Katrina wrought unprecedented havoc on the Gulf Coast, and one year is hardly enough time to expect anything approaching a full recovery. Still, as we enter year two of the post-Katrina era, the widespread nature of the lingering struggles is a painful reminder that Mother Nature doesn't care whether you haggled over the design specifications or whether you finalized the evacuation plan or whether you wanted to take a vacation. Mother Nature marches to her own drummer, and she strikes whenever she's ready.

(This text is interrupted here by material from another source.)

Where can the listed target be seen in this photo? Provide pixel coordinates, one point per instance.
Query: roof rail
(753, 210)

Katrina's enormity was apparent days before landfall, but despite that, some Gulf Coast residents chose to take their chances by trying to ride out the storm in their homes. Even if federal, state, and local politicians had given the very best prepatory and response efforts possible, some people, perhaps hundreds, still would have died. What has to haunt those officials, though -- and what should haunt all of us -- is the knowledge that many of the people who lost their lives in the wind and floodwaters and heat wanted out but couldn't escape. They were too old, too sick, too poor. They just weren't loud enough or powerful enough to be properly accounted for before the hurricane hit. Effectively, they were forgotten.

One year later, if we've learned nothing else from Katrina, we should learn never to forget again.